JunzheJosephZhu / see_hear_feel

32 stars 0 forks source link

About attention score #4

Open weixiang-smart opened 11 months ago

weixiang-smart commented 11 months ago

Hello! @JunzheJosephZhu It's an excellent work of multimodal robot learning.

I'm confused about how to normalize the attention scores across all modalities. I would appreciate it if you could provide the calculation process of the attention score of each modal in Fig.5 of the paper. Thank you so much!

JunzheJosephZhu commented 11 months ago

mha_out, weights = self.mha(mlp_inp, mlp_inp, mlp_inp) # [1, batch, D] This line computes the attention score

weixiang-smart commented 11 months ago

Thank you for your patient reply. @JunzheJosephZhu The output of the attention score is a matrix with the shape of 3x3. I would appreciate it if you could provide the calculation process of the transformation from weight matrix to attention score of each modal. Thank you so much!

JunzheJosephZhu commented 11 months ago

So, each modality generates a 768 or 512 dimensional token, we concatenate those tokens and treat it as a length=3 sequence and perform self attention

On Mon, Oct 9, 2023 at 22:58 Liang Weixiang @.***> wrote:

Thank you for your patient reply. @JunzheJosephZhu https://github.com/JunzheJosephZhu The output of the attention score is a matrix with the shape of 3x3. I would appreciate it if you could provide the calculation process of the transformation from weight matrix to attention score of each modal. Thank you so much!

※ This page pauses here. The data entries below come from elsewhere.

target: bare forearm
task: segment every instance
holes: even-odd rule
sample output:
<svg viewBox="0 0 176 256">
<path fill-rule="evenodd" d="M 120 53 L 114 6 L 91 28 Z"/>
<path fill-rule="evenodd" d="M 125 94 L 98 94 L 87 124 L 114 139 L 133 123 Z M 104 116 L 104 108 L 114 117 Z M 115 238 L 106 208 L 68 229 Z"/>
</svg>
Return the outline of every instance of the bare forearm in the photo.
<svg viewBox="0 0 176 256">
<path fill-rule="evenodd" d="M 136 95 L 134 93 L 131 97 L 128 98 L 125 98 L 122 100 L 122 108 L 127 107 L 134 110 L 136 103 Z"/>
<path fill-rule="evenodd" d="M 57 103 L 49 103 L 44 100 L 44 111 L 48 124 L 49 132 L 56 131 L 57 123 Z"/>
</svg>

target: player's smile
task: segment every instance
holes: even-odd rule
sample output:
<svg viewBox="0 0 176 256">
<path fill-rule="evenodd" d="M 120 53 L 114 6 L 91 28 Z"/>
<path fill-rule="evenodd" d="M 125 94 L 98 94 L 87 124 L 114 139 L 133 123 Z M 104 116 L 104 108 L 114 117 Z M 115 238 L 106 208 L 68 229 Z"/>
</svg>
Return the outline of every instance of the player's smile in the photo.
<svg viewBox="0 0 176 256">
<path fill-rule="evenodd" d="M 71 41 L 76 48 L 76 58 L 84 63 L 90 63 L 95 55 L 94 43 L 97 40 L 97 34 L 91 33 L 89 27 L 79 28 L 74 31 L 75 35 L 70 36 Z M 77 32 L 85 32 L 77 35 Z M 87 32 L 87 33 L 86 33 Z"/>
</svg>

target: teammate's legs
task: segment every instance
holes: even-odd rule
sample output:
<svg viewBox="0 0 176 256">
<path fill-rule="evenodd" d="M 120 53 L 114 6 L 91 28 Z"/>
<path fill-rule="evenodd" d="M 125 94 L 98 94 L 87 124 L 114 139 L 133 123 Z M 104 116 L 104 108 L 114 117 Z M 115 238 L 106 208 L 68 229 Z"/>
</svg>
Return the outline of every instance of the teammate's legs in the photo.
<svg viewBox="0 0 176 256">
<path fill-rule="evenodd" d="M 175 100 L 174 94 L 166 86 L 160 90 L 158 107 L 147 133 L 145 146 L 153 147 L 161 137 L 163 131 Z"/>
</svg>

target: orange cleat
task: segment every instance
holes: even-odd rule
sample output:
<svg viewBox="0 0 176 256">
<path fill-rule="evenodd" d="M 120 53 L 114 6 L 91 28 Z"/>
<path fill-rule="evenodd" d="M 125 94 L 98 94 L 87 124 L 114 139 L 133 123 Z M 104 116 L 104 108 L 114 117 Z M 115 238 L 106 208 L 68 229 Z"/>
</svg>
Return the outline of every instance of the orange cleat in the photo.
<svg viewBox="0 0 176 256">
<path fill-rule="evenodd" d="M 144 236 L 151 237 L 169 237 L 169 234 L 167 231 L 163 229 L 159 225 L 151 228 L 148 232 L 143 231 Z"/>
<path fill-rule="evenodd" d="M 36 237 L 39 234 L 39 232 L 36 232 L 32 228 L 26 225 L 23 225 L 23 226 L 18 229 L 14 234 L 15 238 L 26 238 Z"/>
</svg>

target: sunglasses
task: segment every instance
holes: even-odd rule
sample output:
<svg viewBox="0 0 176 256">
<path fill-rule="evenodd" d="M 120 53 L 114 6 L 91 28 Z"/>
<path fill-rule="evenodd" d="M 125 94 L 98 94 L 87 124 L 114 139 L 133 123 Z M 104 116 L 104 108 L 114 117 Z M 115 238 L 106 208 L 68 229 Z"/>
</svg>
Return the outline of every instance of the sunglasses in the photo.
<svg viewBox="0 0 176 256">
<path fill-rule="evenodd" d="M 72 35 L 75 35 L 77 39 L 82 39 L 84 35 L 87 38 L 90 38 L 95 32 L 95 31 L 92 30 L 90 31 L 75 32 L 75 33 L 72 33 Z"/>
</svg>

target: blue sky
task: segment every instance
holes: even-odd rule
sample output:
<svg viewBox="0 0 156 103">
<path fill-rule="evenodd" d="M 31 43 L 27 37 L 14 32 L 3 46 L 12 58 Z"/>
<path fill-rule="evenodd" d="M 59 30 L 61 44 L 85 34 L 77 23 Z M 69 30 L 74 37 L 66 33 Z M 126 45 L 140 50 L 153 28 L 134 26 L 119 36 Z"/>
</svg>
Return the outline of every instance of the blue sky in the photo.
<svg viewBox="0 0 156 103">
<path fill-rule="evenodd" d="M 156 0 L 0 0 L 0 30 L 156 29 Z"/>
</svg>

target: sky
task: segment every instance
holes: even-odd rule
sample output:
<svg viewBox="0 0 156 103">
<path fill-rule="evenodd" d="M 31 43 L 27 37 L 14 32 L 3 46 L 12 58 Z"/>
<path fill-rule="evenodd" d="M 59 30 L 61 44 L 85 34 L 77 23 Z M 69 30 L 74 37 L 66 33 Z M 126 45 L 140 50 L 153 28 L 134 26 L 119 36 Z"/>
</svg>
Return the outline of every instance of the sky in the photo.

— Reply to this email directly, view it on GitHub https://github.com/JunzheJosephZhu/see_hear_feel/issues/4#issuecomment-1753174266, or unsubscribe https://github.com/notifications/unsubscribe-auth/AF2C6GZ6BD2K5OFJAIOAMC3X6QGKBAVCNFSM6AAAAAA5BAIHIWVHI2DSMVQWIX3LMV43OSLTON2WKQ3PNVWWK3TUHMYTONJTGE3TIMRWGY . You are receiving this because you were mentioned.Message ID: @.***>

weixiang-smart commented 10 months ago

Thank you for your patient explanation. @JunzheJosephZhu I'm still confused about cross-time attention. For each modality, is the code implemented to concatenate the observations at used time steps and then generate 768 or 512 dimensional tokens through the encoder?